Initially fresh faced but worn down over months of rat race bullshit is self confessed “dick” Derek (a winning Steven Yeun), slaving away at his mid-level management position and bucking for a chance at the brass ring while the usual cast of office assholes - the bully douchebag, the sycophantic assistant, strangely well informed oddball HR people, the time poor executives - are busy sharking their way to promotion city.

While Derek is trying to work out how and why he was thrown under the bus that very morning by Kara (Caroline Chikezie), the company’s poisonous spy-for-the-boss, over a case that she herself blundered, we are shown how the red eye virus is spreading throughout the office like wildfire.

mayhem movie

Newly (as of that day) unemployed, Derek is offered a very generous severance package, but before he can leave into his work-free life, Hazmat-suited people show up to seal them off and contain the outbreak while an antidote is pumped into the building for the next eight hours.

The quarantined 287 employees are now rats in a maze, and the rats want to kill each other.

So mayhem ensues.

Big Boss John Towers’ (Steven Brand) response is to lock himself and his board members into their top floor seclusion and wait it out while the lowly plebs do to each other what they will.

Derek teams up with Melanie (Samara Weaving), a client with a bone to pick with the corporation who found herself inadvertently caught up in the melee.

mayhem movie

His plan is to get to the top floor where the big bosses and the board (so called ‘The Nine’) are hiding out, plead for his job back and get a stay of eviction for Melanie.

Derek and Melanie’s  adventures on the way to the top form the bulk of the movie, and as the pair lurch from one luridly violent set piece to another, getting to know each other as they go, the audience can't help but find themselves entertained, even while they are cringing.

Front and centre is Yeun (who played the late, greatly-lamented Glenn in The Walking Dead).
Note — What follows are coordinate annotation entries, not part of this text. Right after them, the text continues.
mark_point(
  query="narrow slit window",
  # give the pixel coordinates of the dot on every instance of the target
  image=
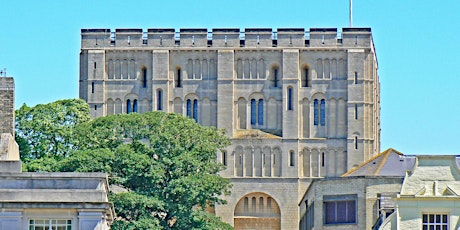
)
(253, 111)
(275, 78)
(306, 80)
(315, 111)
(160, 100)
(224, 158)
(322, 159)
(195, 110)
(189, 108)
(135, 106)
(144, 77)
(356, 111)
(260, 112)
(128, 106)
(323, 112)
(179, 79)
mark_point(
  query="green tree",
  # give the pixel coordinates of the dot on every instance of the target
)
(48, 129)
(165, 163)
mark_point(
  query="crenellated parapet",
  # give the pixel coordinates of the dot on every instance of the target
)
(226, 37)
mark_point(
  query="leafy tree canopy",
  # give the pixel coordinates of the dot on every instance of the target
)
(48, 129)
(165, 163)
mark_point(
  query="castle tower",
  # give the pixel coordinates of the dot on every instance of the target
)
(7, 105)
(297, 104)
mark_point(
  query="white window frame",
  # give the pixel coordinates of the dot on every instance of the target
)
(49, 223)
(444, 224)
(340, 198)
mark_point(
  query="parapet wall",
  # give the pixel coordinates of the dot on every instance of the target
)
(226, 37)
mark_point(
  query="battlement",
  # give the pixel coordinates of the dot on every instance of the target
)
(225, 37)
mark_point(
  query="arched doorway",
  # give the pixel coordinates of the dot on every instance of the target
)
(257, 211)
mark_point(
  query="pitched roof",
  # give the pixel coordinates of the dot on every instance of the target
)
(388, 163)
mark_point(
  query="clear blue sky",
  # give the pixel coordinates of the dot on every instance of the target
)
(417, 42)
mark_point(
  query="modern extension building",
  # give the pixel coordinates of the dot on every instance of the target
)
(296, 104)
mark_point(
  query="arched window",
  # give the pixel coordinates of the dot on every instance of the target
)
(224, 157)
(260, 112)
(257, 112)
(322, 159)
(253, 205)
(306, 80)
(128, 106)
(144, 77)
(356, 142)
(246, 204)
(195, 110)
(315, 112)
(189, 108)
(192, 109)
(356, 111)
(323, 112)
(135, 106)
(289, 98)
(253, 111)
(178, 79)
(160, 100)
(275, 78)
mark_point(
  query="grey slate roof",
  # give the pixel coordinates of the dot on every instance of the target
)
(388, 163)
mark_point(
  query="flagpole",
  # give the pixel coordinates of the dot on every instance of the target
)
(351, 13)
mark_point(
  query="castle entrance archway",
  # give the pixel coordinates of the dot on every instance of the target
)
(257, 211)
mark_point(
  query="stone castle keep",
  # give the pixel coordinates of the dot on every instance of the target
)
(296, 104)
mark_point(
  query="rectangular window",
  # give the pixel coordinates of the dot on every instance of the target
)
(290, 99)
(435, 221)
(45, 224)
(224, 158)
(340, 209)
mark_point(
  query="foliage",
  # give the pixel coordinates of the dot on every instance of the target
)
(48, 129)
(166, 163)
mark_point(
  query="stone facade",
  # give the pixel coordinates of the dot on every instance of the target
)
(297, 104)
(364, 192)
(7, 105)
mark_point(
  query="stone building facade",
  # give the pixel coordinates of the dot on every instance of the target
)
(7, 105)
(297, 104)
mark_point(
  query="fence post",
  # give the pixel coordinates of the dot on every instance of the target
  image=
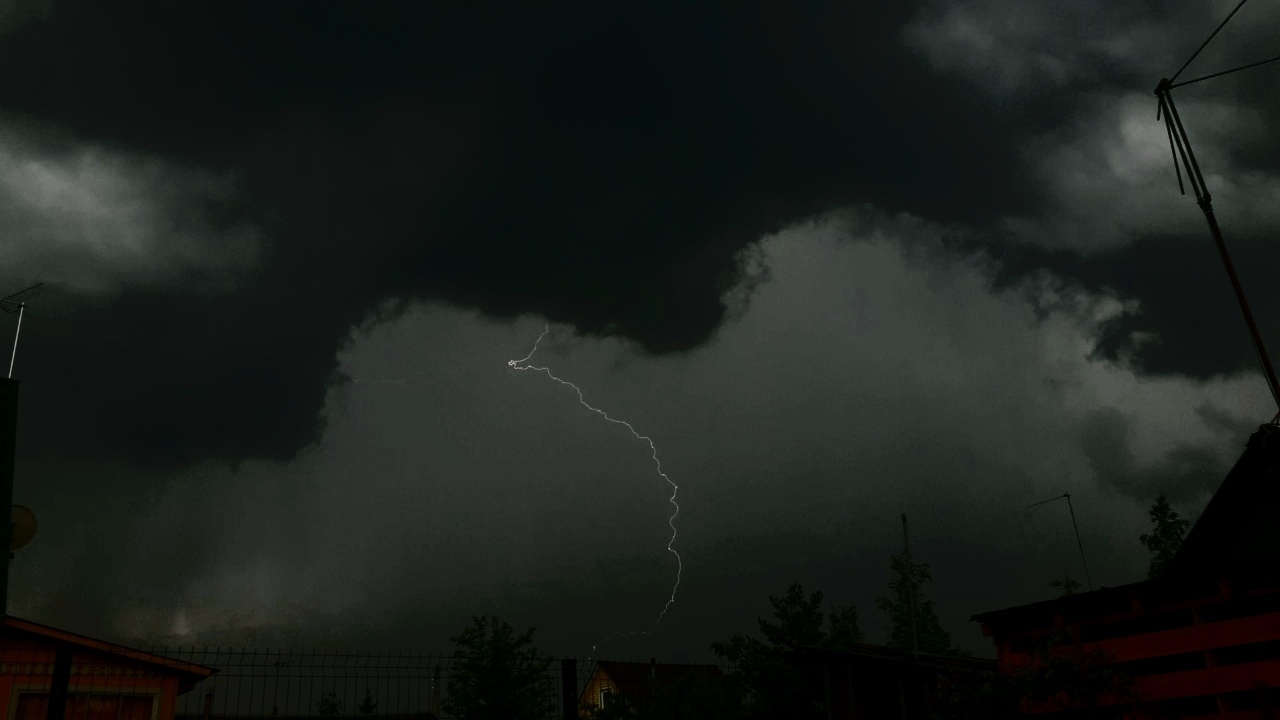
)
(568, 687)
(62, 679)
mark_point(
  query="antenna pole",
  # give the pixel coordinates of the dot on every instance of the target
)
(14, 355)
(1183, 146)
(1078, 543)
(8, 441)
(910, 584)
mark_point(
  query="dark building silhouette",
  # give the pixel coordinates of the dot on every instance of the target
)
(1203, 639)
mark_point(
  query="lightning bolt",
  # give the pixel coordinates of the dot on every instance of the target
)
(671, 522)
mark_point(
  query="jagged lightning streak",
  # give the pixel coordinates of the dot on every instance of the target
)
(671, 522)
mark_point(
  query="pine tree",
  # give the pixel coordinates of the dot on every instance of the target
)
(497, 674)
(1168, 534)
(769, 677)
(906, 579)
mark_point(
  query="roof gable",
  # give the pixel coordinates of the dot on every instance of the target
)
(16, 627)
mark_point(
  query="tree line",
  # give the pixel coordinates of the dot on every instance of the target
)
(497, 674)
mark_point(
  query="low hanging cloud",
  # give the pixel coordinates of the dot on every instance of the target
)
(92, 220)
(872, 373)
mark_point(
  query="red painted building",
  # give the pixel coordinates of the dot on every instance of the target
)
(95, 679)
(1202, 641)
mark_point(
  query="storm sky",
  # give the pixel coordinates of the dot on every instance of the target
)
(837, 261)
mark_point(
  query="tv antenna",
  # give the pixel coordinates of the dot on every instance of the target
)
(1078, 543)
(1180, 149)
(17, 302)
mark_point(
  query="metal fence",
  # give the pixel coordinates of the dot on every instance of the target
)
(54, 684)
(312, 684)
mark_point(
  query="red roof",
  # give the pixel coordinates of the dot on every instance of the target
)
(188, 671)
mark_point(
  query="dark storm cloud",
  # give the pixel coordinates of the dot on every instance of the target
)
(1080, 78)
(1184, 474)
(600, 164)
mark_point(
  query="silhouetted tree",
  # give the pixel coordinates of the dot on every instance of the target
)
(329, 705)
(1166, 536)
(368, 706)
(908, 578)
(693, 697)
(497, 675)
(769, 679)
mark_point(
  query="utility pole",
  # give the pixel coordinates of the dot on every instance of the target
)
(1078, 543)
(910, 584)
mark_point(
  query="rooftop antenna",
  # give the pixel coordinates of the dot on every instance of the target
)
(17, 302)
(1180, 149)
(1078, 543)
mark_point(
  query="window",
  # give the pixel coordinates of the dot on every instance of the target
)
(85, 706)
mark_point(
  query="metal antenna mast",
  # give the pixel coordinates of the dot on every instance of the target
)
(1180, 147)
(10, 305)
(1078, 543)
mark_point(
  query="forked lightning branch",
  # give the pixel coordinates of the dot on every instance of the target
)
(522, 364)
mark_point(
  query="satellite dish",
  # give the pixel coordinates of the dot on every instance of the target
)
(23, 527)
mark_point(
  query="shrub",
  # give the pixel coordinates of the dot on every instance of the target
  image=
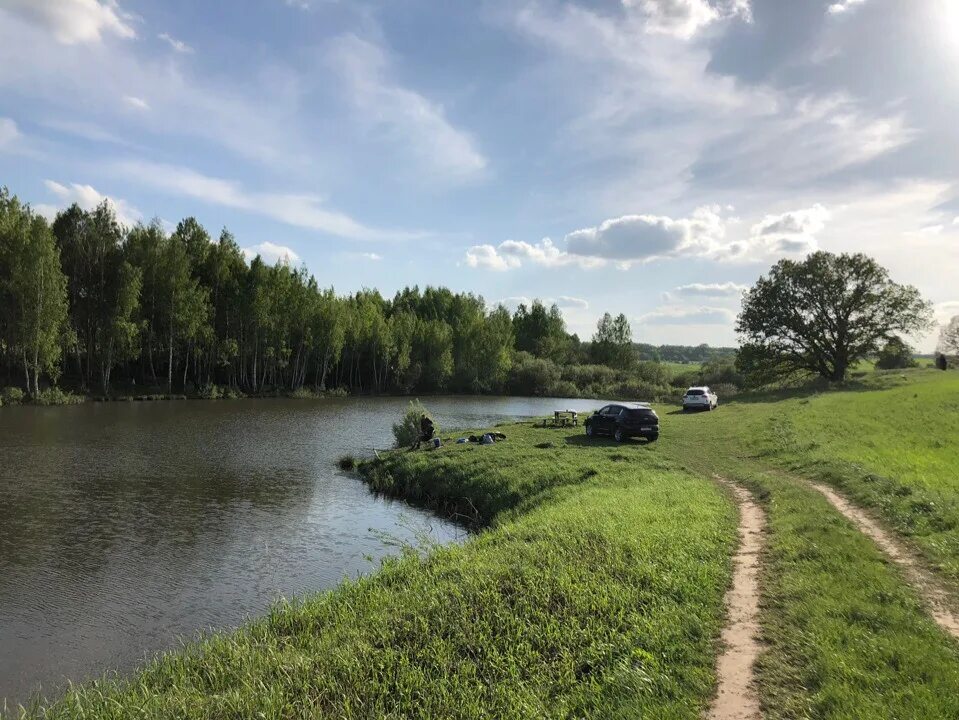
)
(407, 430)
(725, 390)
(533, 376)
(896, 355)
(11, 396)
(211, 391)
(56, 396)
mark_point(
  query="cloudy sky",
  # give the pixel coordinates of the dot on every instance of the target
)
(651, 157)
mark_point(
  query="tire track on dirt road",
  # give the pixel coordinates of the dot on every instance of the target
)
(736, 696)
(938, 600)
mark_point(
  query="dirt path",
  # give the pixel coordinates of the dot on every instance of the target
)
(736, 697)
(928, 587)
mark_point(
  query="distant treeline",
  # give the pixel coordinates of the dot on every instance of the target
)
(92, 305)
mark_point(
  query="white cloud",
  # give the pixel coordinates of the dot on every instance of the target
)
(271, 254)
(565, 301)
(8, 132)
(683, 315)
(727, 289)
(792, 232)
(633, 238)
(487, 258)
(408, 119)
(844, 6)
(946, 311)
(75, 21)
(178, 45)
(300, 210)
(87, 197)
(136, 103)
(258, 116)
(686, 18)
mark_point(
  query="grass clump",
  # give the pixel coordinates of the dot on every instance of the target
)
(407, 430)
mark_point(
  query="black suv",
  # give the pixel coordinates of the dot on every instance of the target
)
(624, 420)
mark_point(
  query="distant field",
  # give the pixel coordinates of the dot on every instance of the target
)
(680, 368)
(595, 588)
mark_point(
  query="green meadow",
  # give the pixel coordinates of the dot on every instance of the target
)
(593, 585)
This tale of white collar aggression is a thrill ride horror that wants you to revel in the over the top kills and live vicariously through a ‘revenge on your boss and workplace’ fantasy that begs the question of how far can office bureaucracy and politics push the ordinary Joe when his only chance for survival is to literally turn cut-throat.
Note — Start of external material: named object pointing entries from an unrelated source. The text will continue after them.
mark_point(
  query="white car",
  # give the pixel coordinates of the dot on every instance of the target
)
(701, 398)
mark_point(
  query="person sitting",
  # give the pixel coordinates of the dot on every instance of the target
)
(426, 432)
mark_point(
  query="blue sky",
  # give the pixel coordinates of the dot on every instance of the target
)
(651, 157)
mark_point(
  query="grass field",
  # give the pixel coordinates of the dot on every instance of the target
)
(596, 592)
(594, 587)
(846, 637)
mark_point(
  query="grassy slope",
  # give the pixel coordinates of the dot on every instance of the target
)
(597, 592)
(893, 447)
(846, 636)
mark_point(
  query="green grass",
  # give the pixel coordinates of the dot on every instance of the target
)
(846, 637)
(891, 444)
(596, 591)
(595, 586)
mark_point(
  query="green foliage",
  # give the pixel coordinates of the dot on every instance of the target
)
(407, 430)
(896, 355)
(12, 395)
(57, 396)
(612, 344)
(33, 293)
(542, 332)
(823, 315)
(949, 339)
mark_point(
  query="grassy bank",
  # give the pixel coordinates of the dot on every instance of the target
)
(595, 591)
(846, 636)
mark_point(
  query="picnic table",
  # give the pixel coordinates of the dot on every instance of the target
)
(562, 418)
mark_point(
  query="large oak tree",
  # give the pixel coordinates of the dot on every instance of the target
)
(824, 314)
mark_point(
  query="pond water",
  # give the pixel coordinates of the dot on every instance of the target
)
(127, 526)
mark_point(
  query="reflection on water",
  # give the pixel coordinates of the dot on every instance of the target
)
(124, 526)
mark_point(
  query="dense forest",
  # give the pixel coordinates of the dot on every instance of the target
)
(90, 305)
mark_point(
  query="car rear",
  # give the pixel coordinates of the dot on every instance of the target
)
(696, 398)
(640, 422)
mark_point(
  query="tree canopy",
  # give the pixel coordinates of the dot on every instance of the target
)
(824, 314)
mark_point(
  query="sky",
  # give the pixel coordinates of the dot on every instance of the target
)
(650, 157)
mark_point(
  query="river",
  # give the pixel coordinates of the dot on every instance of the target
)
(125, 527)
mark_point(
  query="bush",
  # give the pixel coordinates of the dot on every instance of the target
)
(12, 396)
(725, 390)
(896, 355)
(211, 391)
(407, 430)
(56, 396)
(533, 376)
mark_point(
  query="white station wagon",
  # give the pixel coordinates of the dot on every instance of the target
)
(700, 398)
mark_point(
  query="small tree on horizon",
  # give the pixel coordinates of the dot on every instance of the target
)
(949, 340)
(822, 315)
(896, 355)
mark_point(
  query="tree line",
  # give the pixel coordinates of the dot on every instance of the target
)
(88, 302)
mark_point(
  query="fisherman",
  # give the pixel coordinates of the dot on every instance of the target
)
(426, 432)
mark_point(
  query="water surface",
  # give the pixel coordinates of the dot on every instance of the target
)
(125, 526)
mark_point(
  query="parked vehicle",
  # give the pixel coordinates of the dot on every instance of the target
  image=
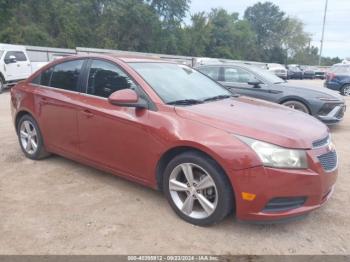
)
(338, 78)
(15, 65)
(278, 70)
(320, 73)
(308, 72)
(254, 82)
(294, 72)
(170, 127)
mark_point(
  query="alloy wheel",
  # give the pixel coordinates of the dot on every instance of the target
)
(29, 137)
(193, 190)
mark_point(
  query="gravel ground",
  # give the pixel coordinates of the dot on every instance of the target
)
(57, 206)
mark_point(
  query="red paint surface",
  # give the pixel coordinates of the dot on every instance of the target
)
(129, 142)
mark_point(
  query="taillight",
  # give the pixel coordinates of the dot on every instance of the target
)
(330, 76)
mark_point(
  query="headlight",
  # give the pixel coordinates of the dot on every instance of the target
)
(275, 156)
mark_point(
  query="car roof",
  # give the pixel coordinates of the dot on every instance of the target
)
(228, 64)
(9, 47)
(124, 58)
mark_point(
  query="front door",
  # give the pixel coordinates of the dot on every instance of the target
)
(112, 136)
(58, 98)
Yeun has a strong likeability, and with another fearless performance by The Babysitters’ Weaving adding kick-ass support, you can’t help but root for them.

mayhem movie

Personally I preferred the similarly themed The Belko Experiment for my office based Hunger Games, but it’s a close call and the throwaway moments here certainly add a much admired wicked sense of humour. I particularly enjoyed the guy running through the office yelling “fuck you, fuck you; you’re cool, fuck you” as he points to various co workers.

Nicely stylised direction from Joe Lynch gives it a vivid cool vibe, and the affable leads are especially key in maintaining the audience’s sympathies, even while we're watching them bludgeon people to death in slow motion.

Knowing and sharp but with the occasional unfortunate foray into buffoonery, this film is ultimately elevated by two dynamite central performances. Definitely a case of style over substance, but if you’re after visceral violent thrills and a snarky sense of humour then this would likely be the film for you.

Mayhem is on VOD now and DVD July 16th.